Providing your body with the right foods before a workout can make a world of difference to your stamina and performance. But finding the right vegan pre-workout foods can be daunting. There are so many options (and even more opinions) when you look for advice online.
Advice on Vegan Pre-Workout Foods
If you’re interested in upping your performance during your workouts but are not sure where to start, then be sure to read on.
Food groups to focus on
There are several food groups that are packed with essential nutrients that can help you feel energized before your workout.
Let’s keep things simple and focus on two food groups that form the foundation of good pre-workout nutrition.
Carbohydrates
Carbs really are superstars when it comes to giving you that much-needed energy boost before a workout. But remember, not all carbs are created equal. When you are loading up on fuel before a workout, you will want to opt for complex carbohydrates.
Complex carbohydrates provide a long-lasting supply of energy to keep you going throughout your workout.
Examples of foods that are high in complex carbs are:
- Oats
- Sweet potatoes
- Fruit
Protein
Everybody in the fitness world knows that protein is important. But wait, if you’re a vegan, where do you get your protein from? Ah yes, every vegan’s favourite question!
There are plenty of plant-based foods that are high in protein, such as:
- Nuts
- Beans
- Oats
Protein is an important building block for your muscles and eating protein before a workout helps with muscle growth and ensures a faster recovery.
Choosing carbs and protein
There are different types of carbs and protein that all add their own benefits to the mix.
If you’re looking for some more in depth information about all the different types of carbs, protein, and micronutrients please check out this post by Alix.
Within their post, you will also find an extensive list of great pre-workout foods and their nutrition details.
Easy pre-workout vegan meal prep ideas
If you’re like me, you probably don’t want to spend an hour in the kitchen to cook up a pre-workout meal before every workout.



So, these are my tips to create the best vegan pre-workout meal with minimal effort:
Meal prep a week ahead
This will take some time at first, but will eventually save you a huge amount of time during the week.
By spending an hour on Sunday prepping your pre-workout meals for the week ahead, you’ll be ready to go during the following days. This is great because it means there is no need to spend extra time in the kitchen on those busy weeknights.
Coffee
Honestly? When I didn’t listen to my own advice and didn’t do my meal prep, I find a strong cup of coffee also does the trick before a workout.
Caffeine can give you that extra kick of energy to get you going. Just be careful if you’re doing your workout late in the evening as this might contribute towards a restless night’s sleep!
Pre-workout vegan protein shake
If you’re looking for an easy vegan pre-workout meal that combines all the essential nutrients you can also consider a protein shake.
Simply mix vegan protein powder with water—or your favourite plant-based milk—and you’re ready to go!
You can also opt to use a product like Huel instead.
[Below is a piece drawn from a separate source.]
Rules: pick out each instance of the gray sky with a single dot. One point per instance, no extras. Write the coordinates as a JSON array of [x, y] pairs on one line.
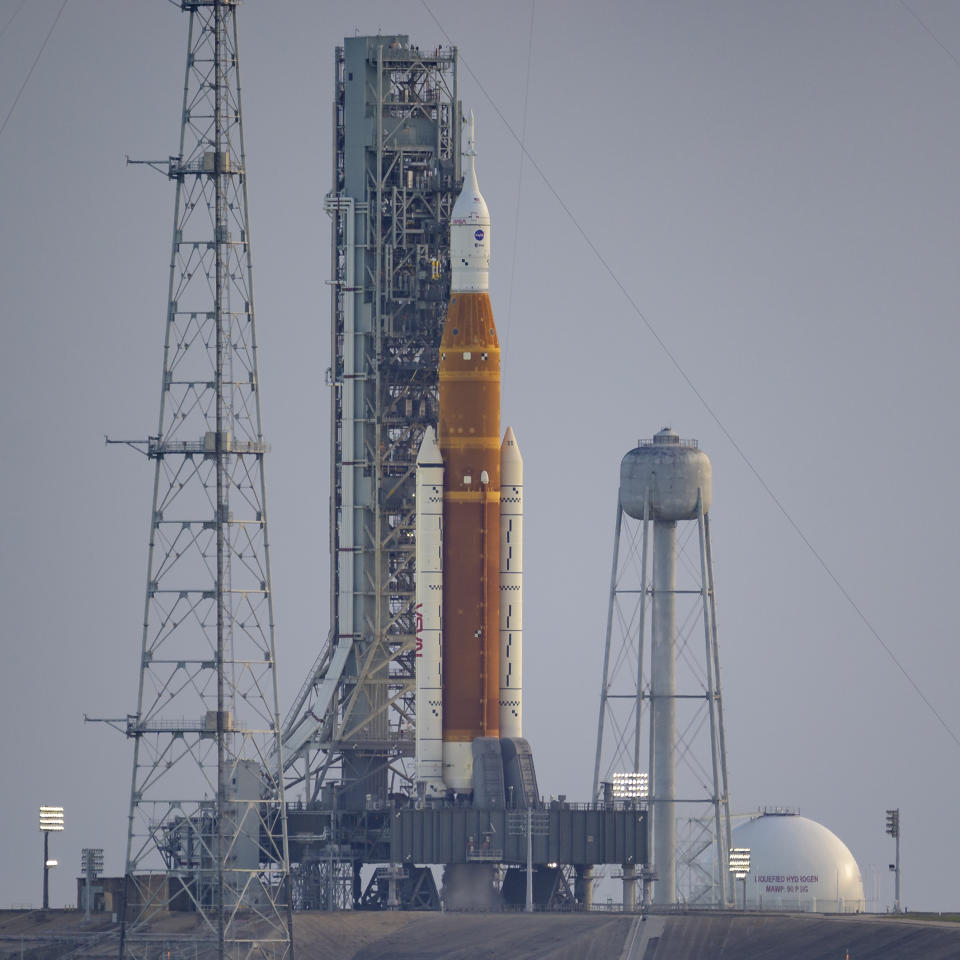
[[775, 186]]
Check out Alix’s articles about using Huel when weightlifting and this article with frequently asked questions.
Some final advice
If you’re new to the nutrition game, or are struggling with disordered eating, it can be quite stressful to try to optimize your pre-workout meals.
Please know that there are no set rules. Some people like working out on an empty stomach, while others prefer a hot meal, a strong coffee, or a shake beforehand. I definitely do not fall into that first category!
We’re all different and our bodies have different needs. Also, what we need can even change from day-to-day. The key to long-term success is to find what feels good for you!